I was reading a neuroscience article about how our free will may not be free at all. Everything may be determined (predestined?).
I thought about Alan Plum's remarks on binary thinking: either/or, free will/no free will.
And Arthur's postings on Czeslaw Milosz' Road Side Dog and the separateness of body and consciousness.
And Ted's Feedback posting.
We ask a lot of questions here about either-or
ness.
Life, ALL life or all creation is really in the relationship isn't it? If we keep separating things out and pulling things apart pretty soon the cake isn't a cake anymore.

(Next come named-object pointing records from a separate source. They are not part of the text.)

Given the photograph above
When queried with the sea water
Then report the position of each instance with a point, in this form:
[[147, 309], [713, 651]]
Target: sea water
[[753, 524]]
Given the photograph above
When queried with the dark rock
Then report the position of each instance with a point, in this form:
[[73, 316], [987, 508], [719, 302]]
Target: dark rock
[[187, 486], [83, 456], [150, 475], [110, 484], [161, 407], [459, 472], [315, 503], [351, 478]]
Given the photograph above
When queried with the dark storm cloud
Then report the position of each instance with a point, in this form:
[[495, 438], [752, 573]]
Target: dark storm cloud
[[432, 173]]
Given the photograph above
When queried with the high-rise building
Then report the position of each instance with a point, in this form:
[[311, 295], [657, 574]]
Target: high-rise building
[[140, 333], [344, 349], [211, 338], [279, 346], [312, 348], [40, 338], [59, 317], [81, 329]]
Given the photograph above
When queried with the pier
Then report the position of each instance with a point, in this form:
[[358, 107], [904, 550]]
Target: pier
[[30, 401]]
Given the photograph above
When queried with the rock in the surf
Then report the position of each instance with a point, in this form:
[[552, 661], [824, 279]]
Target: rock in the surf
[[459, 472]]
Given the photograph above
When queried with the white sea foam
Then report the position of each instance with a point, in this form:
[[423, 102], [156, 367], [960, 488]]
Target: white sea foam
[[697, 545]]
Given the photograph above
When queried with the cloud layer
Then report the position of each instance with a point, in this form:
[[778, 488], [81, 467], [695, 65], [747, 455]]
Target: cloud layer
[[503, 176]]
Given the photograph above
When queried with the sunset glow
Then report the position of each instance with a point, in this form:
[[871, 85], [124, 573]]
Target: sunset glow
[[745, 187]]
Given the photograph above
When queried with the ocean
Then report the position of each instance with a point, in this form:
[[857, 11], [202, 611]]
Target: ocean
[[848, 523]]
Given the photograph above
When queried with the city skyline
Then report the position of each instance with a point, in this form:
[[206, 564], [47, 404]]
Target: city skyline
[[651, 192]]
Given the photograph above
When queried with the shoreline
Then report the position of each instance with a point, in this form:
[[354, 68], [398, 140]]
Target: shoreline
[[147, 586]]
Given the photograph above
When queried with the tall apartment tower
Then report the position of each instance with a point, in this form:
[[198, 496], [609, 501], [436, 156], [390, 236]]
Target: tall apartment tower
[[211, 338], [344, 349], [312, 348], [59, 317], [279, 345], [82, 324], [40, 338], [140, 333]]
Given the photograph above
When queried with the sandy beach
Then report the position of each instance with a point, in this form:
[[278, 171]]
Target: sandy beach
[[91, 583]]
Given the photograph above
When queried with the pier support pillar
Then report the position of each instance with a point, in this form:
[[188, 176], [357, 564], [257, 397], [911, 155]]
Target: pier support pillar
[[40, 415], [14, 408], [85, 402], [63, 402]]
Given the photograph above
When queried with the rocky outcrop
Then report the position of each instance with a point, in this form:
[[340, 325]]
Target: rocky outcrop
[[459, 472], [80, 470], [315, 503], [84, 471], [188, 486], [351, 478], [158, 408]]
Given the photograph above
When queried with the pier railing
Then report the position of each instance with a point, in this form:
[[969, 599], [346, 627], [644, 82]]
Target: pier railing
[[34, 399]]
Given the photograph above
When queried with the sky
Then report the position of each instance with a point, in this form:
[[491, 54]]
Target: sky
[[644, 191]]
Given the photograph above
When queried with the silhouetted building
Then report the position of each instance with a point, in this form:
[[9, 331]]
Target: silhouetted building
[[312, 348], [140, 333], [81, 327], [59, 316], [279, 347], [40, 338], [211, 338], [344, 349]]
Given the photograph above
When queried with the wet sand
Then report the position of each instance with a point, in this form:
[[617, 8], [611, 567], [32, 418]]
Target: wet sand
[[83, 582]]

I read a line by Bill Bryson, he said if he picked all his atoms apart into quarks and gluons he'd have a bunch of sub atomic things or waves that had never been alive, but when they'd been assembled--they were alive
and they were
him. Its the relationship of things. If there's no one to hear the tree fall...if you can't see the cat in the box will he start to smell after a while?
So here we are with the Penn State scandal and the difficulty of DSK and his testosterone storms. Those are only two instances of misery and injustice and exploitation.
If and when we sift the horror and uncertainty out of life will we still be what we are now? Will we still have things to write about?
Back to neuroscience: if it all comes down to what flows between the synapses does that make us less than we think we are or less than what we hope we are?
And where is hope anyway, is it just a bit of a bosun in a neurotransmitter?
When Joan Didion's book
A Year of Magical Thinking came out I realized that in spite of my deep love of science and reason I'm a big proponent of magical thinking. Sometimes it's all that gets you through.
The relationship of fact and feeling. The mutableness of thought processes (thanks, Ted) and how we are able to change our thoughts--is changing your mind predetermined?
Does it matter?
I don't expect anyone to clear this up for me. I'll just keep relating like I always do. I just though about how dull it will be if everything gets picked apart and lined up on shelves--and labeled.